COVID-19 has forced many organizations to shift rapidly to virtual meetings, virtual events and fully digital programs and techniques. Field driven sales and marketing activities as we’ve known them have stopped for some organizations, and for others, they have been severely constrained. Getting access to the full suite of decision makers and decision influencers on any given deal was very challenging before; now it is much more difficult and, in some cases, not realistically achievable. Direct and partner selling has changed. Some companies are already sophisticated digital users, but many are not. As digital becomes increasingly important now that in-person touch points have been eliminated for the time being, what should a sales leader be thinking about, and more important, what should a sales and marketing leader be doing right now?
For your and your customers’ sake, here are some steps to take:
- Align, and Align Again. It’s more important than ever to provide your customers with a valuable experience when they engage with you. Now’s the time to make sure you have sales and marketing alignment in place. Even if you think you’re perfectly aligned, check again. If you haven’t synced up all of your digital and virtual customer touch points and tactics, across your company, for what’s right for this moment, you must. Start with sales and marketing, and include customer support, too. Get everyone on the same page internally and rally the teams. What’s more, no customer wants to get disjointed or tone-deaf messages from you, especially now. Instead, they need to know how you can help them, conveyed in the most straightforward way possible. Simply “going digital” isn’t enough. Get your strategy and alignment right, and good things — and good customer experience –will follow.
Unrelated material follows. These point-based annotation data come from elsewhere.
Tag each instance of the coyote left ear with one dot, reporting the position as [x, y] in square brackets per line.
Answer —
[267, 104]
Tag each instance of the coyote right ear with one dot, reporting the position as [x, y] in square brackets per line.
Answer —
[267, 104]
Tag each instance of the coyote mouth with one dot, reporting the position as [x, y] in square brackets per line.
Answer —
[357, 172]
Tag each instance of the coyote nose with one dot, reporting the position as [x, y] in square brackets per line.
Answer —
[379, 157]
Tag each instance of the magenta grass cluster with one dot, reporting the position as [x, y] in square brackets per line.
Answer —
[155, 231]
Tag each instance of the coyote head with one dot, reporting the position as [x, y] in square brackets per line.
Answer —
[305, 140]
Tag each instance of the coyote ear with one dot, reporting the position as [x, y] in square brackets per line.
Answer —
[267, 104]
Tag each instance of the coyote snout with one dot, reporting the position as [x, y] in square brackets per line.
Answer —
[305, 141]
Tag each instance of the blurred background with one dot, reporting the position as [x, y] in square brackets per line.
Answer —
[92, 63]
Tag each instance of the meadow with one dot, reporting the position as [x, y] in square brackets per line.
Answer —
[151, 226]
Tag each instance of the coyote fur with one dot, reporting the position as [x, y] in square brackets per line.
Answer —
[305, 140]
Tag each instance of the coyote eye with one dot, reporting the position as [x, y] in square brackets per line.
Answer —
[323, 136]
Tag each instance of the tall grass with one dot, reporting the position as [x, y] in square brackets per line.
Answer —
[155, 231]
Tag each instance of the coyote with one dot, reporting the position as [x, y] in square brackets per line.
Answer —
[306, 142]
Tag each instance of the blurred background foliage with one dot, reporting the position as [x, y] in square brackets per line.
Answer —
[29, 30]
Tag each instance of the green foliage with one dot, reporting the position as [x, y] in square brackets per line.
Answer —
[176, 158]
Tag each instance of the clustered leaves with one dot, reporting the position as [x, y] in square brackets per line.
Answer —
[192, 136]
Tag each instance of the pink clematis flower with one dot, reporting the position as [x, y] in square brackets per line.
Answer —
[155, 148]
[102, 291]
- Rethink Your Selected Accounts. Right now, sadly, some industries and companies have been severely affected or even shut down due to COVID-19. Others are able to push on and still others are thriving due to the essential goods and services they provide. As you reassess, use your valuable insights from your sales and marketing teams, plus your own internal analytics, and collect the available industry data that reflect the moment. Then use all of this to narrow down a target list that focuses on those companies still seeking solutions to serve their markets. Set aside for now those that are not. If you haven’t taken companies off of your selected list, try again. Be deliberate and focused on the essential areas in which to invest your precious time and resources, for right now.
- Stand in Your Customers’ Shoes. Think about what your customers are going through today. This is not Business As Usual. Carefully consider the tone of your messages, and their frequency (fewer!). Your customers themselves are being forced to make tough decisions internally. Now is the time to demonstrate that you understand what they’re facing within their own businesses, and how you can best help them serve their customers.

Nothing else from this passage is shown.